As enzimas pancreáticas, excetuando-se lipase e amilase, são secretadas na forma de zimogênios – enzimas
inativas – cujo principal estímulo para a sua ativação é a tripsina, cujo zimogênio é o tripsinogênio que é
ativado pela enteroquinase.

Dessa forma, quando algum estímulo estressante ocorre nas células acinares ocorre fusão dos grânulos
com zimogênios as vesículas lisossomais, as quais possuem catepsina B. A catepsina B ativa o tripsinogênio
em tripsina dentro das células com consequente ativação das demais enzimas.
As enzimas fosfolipase e lipase são as principais responsáveis pela autodigestão da gordura
pancreática e peripancreática com liberação de ácidos graxos, tais que combinados com o cálcio geram reação
de saponificação → importante mecanismo de hipocalcemia na pancreatite.
• A hipocalcemia é um importante marcador de necrose importante no pâncreas.
Ademais a tripsina converte a pré-calicreína em calicreína iniciando sistema de coagulação pela via
intrínseca com consequente microtrombos nos vasos pancreáticos → necrose. Tal processo ainda ativa o
sistema do complemento com consequente liberação de fatores inflamatórios, tais que por sua vez aumentam
permeabilidade capilar e edema nas glândulas.

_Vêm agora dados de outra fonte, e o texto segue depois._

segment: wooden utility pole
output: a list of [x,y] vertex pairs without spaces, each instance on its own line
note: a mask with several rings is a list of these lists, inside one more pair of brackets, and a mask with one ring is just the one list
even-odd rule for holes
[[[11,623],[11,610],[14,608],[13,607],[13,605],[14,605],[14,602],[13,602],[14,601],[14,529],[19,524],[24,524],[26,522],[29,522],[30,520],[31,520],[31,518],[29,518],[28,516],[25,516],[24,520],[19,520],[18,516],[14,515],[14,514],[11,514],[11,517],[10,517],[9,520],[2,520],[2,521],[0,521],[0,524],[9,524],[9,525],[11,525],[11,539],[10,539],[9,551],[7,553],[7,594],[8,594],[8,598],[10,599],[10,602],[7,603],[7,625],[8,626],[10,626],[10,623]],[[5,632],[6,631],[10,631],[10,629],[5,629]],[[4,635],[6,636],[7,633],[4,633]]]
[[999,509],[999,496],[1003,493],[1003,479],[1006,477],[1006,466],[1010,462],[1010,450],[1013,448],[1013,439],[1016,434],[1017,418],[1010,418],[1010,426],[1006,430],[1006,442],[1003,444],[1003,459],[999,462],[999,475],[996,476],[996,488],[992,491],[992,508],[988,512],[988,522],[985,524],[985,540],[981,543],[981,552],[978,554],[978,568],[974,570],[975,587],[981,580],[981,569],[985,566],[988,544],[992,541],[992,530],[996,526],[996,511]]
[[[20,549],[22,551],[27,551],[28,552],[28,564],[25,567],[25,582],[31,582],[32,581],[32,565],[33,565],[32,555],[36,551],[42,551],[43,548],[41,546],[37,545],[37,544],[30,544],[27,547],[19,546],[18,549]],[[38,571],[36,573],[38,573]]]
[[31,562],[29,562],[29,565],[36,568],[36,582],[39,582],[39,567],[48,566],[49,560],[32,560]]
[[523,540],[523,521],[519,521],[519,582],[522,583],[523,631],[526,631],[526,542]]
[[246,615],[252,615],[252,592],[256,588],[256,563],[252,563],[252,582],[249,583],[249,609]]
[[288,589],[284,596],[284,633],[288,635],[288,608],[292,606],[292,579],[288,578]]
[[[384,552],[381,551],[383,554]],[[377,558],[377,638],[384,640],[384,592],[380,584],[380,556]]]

Mediante a hipovolemia, isquemia, processos inflamatórios e shunts arteriovenosos induzidos pela
pancreatite tem-se fenômeno de translocação bacteriana. O principal local é o cólon transverso devido a
proximidade com a inflamação peripancreático.
PANCREATITE AGUDA BILIAR
A pancreatite biliar é a causa mais comum e sua ocorrência dá-se por cálculos biliares geralmente
pequenos capazes de gerar obstrução transitória da ampola de Vater ou mesmo edema local causam aumento
súbito da pressão intraductal com estímulo a fusão lisossomal e lesão das células acinares. Outra hipótese seria
que a obstrução gera refluxo biliar para ducto pancreático com consequente ativação enzimática.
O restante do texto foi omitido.